Selenium Alleviates the Adverse Effect of Drought in Oilseed Crops Camelina (Camelina sativa L.) and Canola (Brassica napus L.)

Drought poses a serious threat to oilseed crops by lowering yield and crop failures under prolonged spells. A multi-year field investigation was conducted to enhance the drought tolerance in four genotypes of Camelina and canola by selenium (Se) application. The principal aim of the research was to optimize the crop yield by eliciting the physio-biochemical attributes by alleviating the adverse effects of drought stress. Both crops were cultivated under control (normal irrigation) and drought stress (skipping irrigation at stages i.e., vegetative and reproductive) conditions.

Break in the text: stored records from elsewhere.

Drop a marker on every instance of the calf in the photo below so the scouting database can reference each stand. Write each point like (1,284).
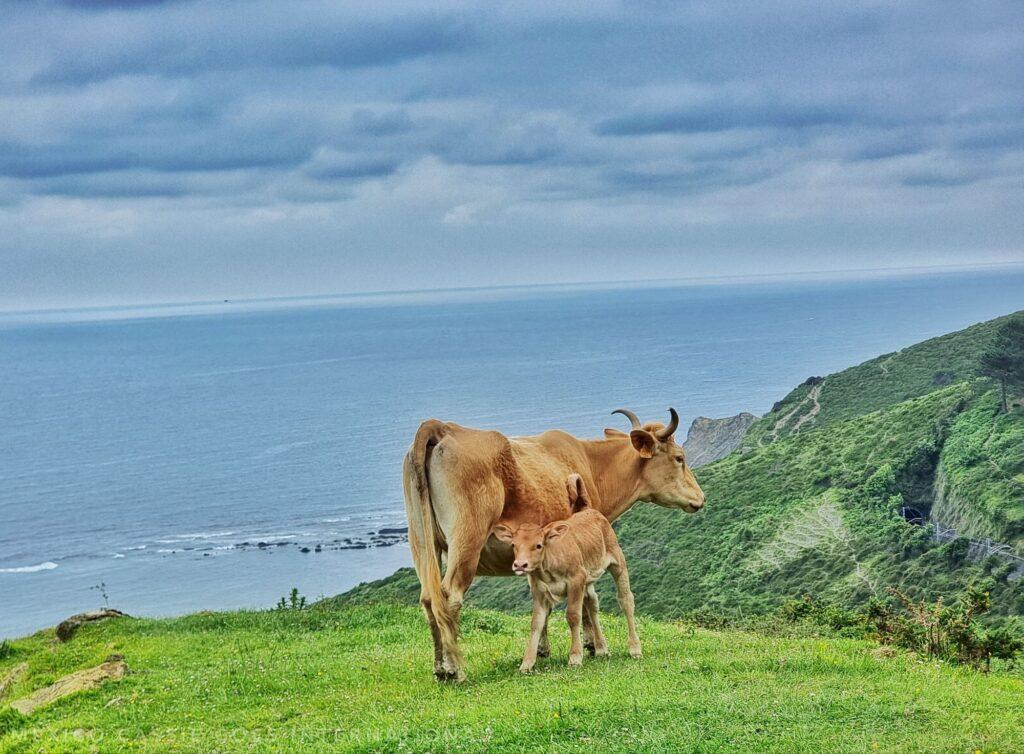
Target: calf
(562,560)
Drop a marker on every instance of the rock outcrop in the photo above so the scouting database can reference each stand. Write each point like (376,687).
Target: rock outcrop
(710,440)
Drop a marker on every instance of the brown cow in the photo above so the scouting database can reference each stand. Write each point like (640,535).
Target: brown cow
(562,560)
(459,482)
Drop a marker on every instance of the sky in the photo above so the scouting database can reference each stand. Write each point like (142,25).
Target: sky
(178,150)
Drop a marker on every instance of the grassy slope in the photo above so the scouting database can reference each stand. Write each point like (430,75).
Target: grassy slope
(815,512)
(982,490)
(889,379)
(358,679)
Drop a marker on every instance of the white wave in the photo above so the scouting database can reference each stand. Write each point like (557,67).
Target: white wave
(178,538)
(48,566)
(279,449)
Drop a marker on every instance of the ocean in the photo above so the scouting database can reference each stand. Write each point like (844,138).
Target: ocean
(168,459)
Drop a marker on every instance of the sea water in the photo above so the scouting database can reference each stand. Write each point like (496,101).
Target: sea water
(177,458)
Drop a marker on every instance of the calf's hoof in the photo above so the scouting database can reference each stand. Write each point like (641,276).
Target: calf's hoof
(450,675)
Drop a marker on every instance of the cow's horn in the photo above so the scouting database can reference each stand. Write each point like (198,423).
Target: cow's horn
(629,415)
(673,424)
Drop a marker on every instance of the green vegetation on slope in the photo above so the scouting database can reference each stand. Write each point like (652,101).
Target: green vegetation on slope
(981,490)
(881,382)
(358,679)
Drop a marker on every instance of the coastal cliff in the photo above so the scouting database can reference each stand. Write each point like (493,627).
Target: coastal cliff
(711,440)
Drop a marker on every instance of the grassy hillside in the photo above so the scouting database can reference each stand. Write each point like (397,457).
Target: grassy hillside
(878,383)
(815,512)
(358,679)
(981,479)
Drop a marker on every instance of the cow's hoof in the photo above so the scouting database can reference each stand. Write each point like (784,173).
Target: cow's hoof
(450,675)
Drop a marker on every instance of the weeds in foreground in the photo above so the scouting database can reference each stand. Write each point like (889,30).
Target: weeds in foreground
(294,600)
(945,631)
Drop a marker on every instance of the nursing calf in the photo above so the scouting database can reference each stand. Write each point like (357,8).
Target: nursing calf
(562,560)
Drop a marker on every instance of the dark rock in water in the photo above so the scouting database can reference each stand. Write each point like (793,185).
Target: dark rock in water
(710,440)
(68,628)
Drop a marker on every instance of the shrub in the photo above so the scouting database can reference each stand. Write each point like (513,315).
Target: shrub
(945,631)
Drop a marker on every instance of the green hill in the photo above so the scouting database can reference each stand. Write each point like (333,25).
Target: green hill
(878,383)
(358,679)
(818,510)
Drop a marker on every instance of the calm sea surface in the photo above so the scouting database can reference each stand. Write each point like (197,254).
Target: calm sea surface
(152,451)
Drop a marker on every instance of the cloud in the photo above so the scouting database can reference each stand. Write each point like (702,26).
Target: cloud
(585,137)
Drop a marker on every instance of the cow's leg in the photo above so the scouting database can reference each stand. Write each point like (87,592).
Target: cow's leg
(435,634)
(463,557)
(588,630)
(539,622)
(573,615)
(591,605)
(622,576)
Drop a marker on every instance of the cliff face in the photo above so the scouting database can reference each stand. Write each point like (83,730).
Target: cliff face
(710,440)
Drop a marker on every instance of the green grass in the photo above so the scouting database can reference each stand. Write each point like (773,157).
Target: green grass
(359,679)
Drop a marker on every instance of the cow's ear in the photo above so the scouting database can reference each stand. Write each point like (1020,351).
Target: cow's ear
(556,530)
(503,533)
(644,442)
(579,497)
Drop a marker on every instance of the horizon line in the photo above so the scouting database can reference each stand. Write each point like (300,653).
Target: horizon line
(748,279)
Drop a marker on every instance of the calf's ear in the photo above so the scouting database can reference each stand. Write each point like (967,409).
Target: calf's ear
(556,530)
(644,443)
(502,532)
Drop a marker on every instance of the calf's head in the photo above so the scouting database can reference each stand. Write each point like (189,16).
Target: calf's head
(529,543)
(666,478)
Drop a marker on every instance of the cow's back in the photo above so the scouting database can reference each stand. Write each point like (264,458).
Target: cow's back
(477,476)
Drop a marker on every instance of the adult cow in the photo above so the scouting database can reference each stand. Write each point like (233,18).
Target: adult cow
(459,482)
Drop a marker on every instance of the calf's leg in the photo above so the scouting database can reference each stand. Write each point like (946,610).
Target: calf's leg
(622,576)
(591,605)
(538,624)
(573,615)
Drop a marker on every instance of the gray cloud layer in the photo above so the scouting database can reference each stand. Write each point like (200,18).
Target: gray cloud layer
(188,149)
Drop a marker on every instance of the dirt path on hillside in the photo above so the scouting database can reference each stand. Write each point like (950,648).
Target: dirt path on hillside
(815,407)
(813,394)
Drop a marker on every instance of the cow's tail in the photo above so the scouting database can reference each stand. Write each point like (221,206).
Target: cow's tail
(427,557)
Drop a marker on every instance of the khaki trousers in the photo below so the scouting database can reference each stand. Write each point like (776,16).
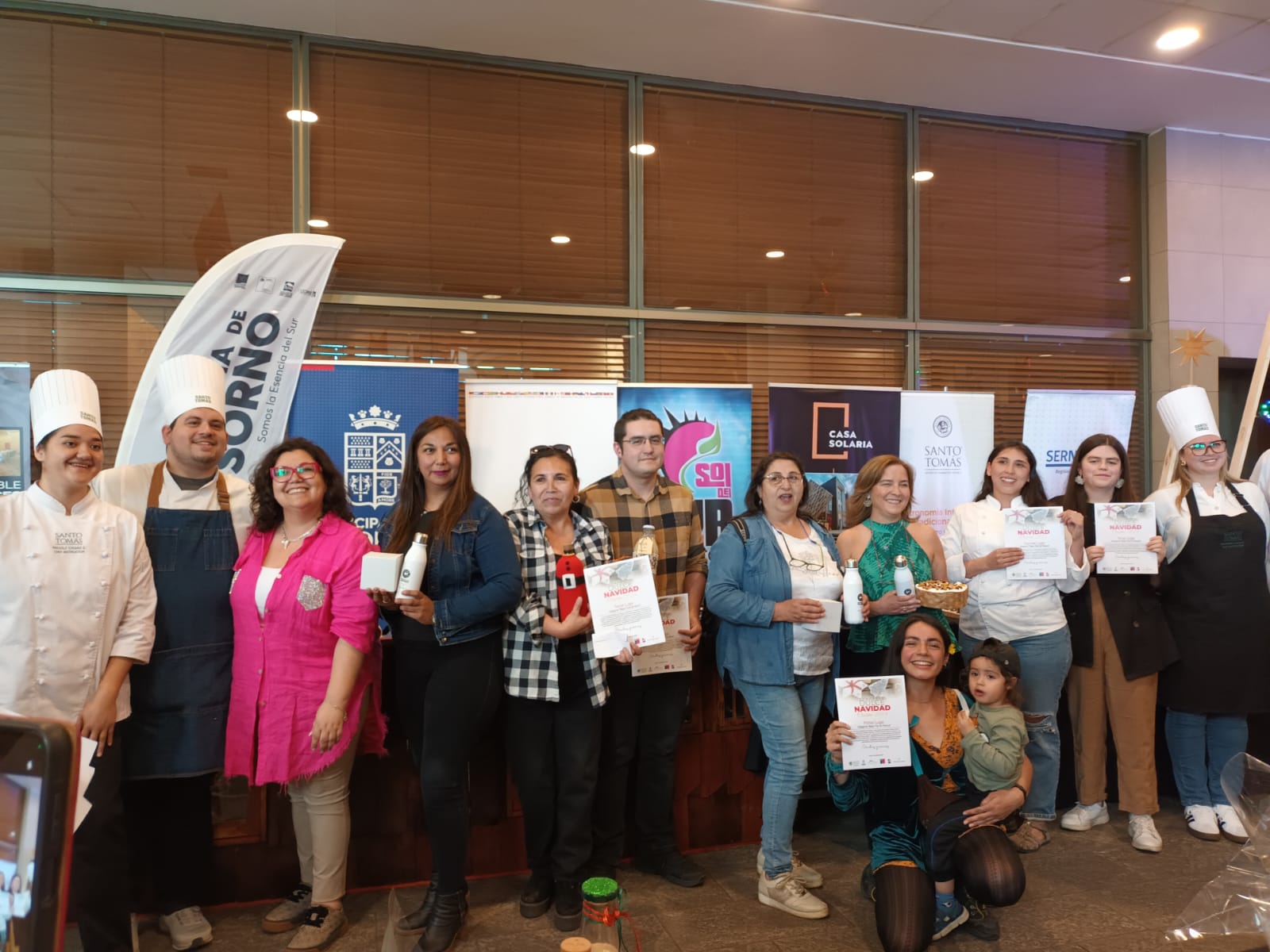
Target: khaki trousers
(1099,693)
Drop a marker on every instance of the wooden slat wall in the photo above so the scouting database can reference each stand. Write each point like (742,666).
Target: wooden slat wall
(1009,367)
(734,177)
(451,179)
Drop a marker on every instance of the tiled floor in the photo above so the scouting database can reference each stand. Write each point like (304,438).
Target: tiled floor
(1086,892)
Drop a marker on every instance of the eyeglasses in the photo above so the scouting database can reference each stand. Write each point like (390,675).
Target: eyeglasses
(305,471)
(1217,446)
(540,450)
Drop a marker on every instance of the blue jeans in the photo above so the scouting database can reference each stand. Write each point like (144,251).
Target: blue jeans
(1045,660)
(1200,746)
(787,716)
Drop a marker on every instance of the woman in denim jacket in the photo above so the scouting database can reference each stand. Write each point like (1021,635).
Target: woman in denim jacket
(770,571)
(448,651)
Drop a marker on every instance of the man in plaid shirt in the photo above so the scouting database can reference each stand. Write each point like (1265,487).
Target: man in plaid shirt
(643,715)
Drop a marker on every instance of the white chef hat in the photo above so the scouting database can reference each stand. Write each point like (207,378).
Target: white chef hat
(1187,416)
(60,399)
(190,381)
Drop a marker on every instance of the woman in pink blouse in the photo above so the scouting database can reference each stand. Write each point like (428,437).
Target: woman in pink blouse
(306,672)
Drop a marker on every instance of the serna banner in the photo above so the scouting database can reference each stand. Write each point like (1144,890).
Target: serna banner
(252,313)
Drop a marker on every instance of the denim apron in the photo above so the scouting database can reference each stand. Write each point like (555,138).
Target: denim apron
(181,698)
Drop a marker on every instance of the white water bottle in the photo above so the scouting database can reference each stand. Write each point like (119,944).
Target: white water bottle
(852,593)
(414,565)
(647,545)
(905,585)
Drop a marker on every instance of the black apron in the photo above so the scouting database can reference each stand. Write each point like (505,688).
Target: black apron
(181,698)
(1217,606)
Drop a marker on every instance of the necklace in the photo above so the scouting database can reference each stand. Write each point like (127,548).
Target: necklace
(289,543)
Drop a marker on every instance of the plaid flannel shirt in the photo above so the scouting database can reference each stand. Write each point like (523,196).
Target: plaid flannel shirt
(530,655)
(671,512)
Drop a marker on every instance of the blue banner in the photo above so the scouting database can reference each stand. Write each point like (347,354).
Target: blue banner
(14,427)
(364,414)
(706,443)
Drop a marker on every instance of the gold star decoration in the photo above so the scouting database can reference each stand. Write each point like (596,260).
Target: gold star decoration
(1191,348)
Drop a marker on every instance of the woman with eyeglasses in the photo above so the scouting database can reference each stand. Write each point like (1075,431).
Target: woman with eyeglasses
(448,651)
(774,574)
(556,685)
(304,700)
(879,528)
(1217,603)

Four different treatments of Se viz., seed priming with Se (75 μM), foliar application of Se (7.06 μM), foliar application of Se + Seed priming with Se (7.06 μM and 75 μM, respectively) and control (without Se), were implemented at the vegetative and reproductive stages of both crops. Sodium selenite (Na₂SeO₃), an inorganic compound was used as Se sources for both seed priming and foliar application. Data regarding physiochemical, antioxidants, and yield components were recorded as response variables at crop maturity. Results indicated that WP, OP, TP, proline, TSS, TFAA, TPr, TS, total chlorophyll contents, osmoprotectant (GB, anthocyanin, TPC, and flavonoids), antioxidants (APX, SOD, POD, and CAT), and yield components (number of branches per plant, thousand seed weight, seed, and biological yields were significantly improved by foliar Se + priming Se in both crops under drought stress. Moreover, this treatment was also helpful in boosting yield attributes under irrigated (non-stress) conditions. Camelina genotypes responded better to Se application as seed priming and foliar spray than canola for both years. It has concluded that Se application (either foliar or priming) can potentially alleviate adverse effects of drought stress in camelina and canola by eliciting various physio-biochemicals attributes under drought stress. Furthermore, Se application was also helpful for crop health under irrigated condition.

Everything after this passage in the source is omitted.